Using python to compute relative risk (risk ratio) from a dataframe with support of the zepid package (simulate the riskratio from epitools r pack.)

Solution 1:

The error is a result of how RiskRatio is parsing your input data set behind the scenes.

When using RiskRatio, the default reference category is set to 0. So, when you independent variable is being processed internally, zEpid is looking for age_group=0. However, there are no instances of 0 in your data set.

To fix this, you can specify the optional argument reference. By default reference=0 but you can set it to 1, which will set age_group=1 as the reference risk for the risk ratio.

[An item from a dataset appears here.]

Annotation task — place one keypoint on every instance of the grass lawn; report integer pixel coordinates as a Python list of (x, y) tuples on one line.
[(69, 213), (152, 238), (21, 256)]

The following is a simple example with some simulated data with 'A' and 'Y'

import numpy as np
import pandas as pd
from scipy.stats import norm
from zepid import RiskRatio

np.random.seed(20220120)
df = pd.DataFrame()
df['A'] = np.random.randint(1, 4, size=100)
df['Y'] = np.random.binomial(n=1, p=0.25, size=100)

# Generating some generic data
np.random.seed(20220120)
df = pd.DataFrame()
df['A'] = np.random.randint(1, 4, size=80)           # Note: A \in {1,2,3}
df['Y'] = np.random.binomial(n=1, p=0.25, size=80)   # Note: Y \in {0,1}

# Estimating Risk Ratios with zEpid
rr = RiskRatio(reference=1)
rr.fit(df, exposure='A', outcome='Y')

# Calculating P-values
est = rr.results['RiskRatio'][1:]
std = rr.results['SD(RR)'][1:]
z_score = np.log(est)/std
p_value = norm.sf(abs(z_score))*2

# Displaying results
print("RR:     ", list(est))
print("P-value:", p_value)

Which should output the following

RR:      [1.0266666666666666, 0.7636363636363636]
P-value: [0.93990517 0.5312407 ]

I generated some generic data rather than use the example data set provided because there is another issue in that data that will result in an error. Below is a 2-by-3 table of the data set

adhd_parent   0   1
age_group          
1            62   0
2             0  32
3             0   6

These structural zeroes in the data will through a PositivityError in zEpid. Basically, you can't calculate the risk due to a division by zero (the risk in the referent is 0).